An odd-looking girl stood grinning down at her from the patch of light that spilled out from the hall beyond the doorway. She was small in height and slight in build, a skinny childlike figure with coffee-colored skin and sharp features set in a triangular-shaped face. Her eyes were large, bird-bright and dark, her hair an unruly lawn of blue-black spikes. Though the evening was cooling, she was barefoot, dressed only in black leggings and an oversized flannel shirt with the arms cut off.

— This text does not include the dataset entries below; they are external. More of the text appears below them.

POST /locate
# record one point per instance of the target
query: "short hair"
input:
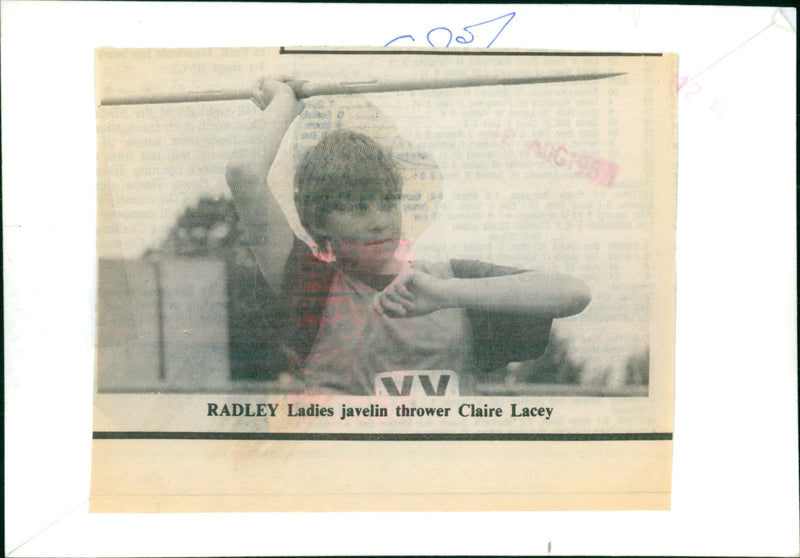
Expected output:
(341, 169)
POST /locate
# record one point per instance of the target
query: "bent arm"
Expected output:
(526, 293)
(264, 223)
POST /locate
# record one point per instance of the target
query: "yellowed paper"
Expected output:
(564, 172)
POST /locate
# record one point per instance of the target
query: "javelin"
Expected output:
(305, 89)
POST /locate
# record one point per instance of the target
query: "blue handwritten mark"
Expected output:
(436, 34)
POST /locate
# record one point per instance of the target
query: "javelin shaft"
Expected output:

“Are you Kerry?” she asked.

Her voice held laughter, an amusement that Kerry didn’t feel was so much directed at her as simply bubbling over.

“Well,
are
you?” the girl repeated.

Kerry nodded. “Sorry. You caught me by surprise. I—” She started over again. “You must be Chloë.”

Because who else would know her name?

The girl called back over her shoulder. “Did you hear that? She thinks I’m Chloë.”

Again the laughter, bright and innocent. A child’s laughter. But when she came bouncing down the stairs to join Kerry on the bottom step, Kerry realized she was much older than she’d first thought. Tiny, not even Kerry’s five-one, truly child-sized, but the eyes looking up into her own were ageless.

“I’m not nearly solemn enough to be Chloë,” she said.

“I’m sorry. I’ve never met—”

A slender hand reached out to touch Kerry’s hair. “It’s so red. Is it on fire? It doesn’t feel hot at all.”

“No, it’s just—”

“I like you,” she told Kerry. “You’re funny and you’re almost my size. We’ll have such fun, you wait and see.”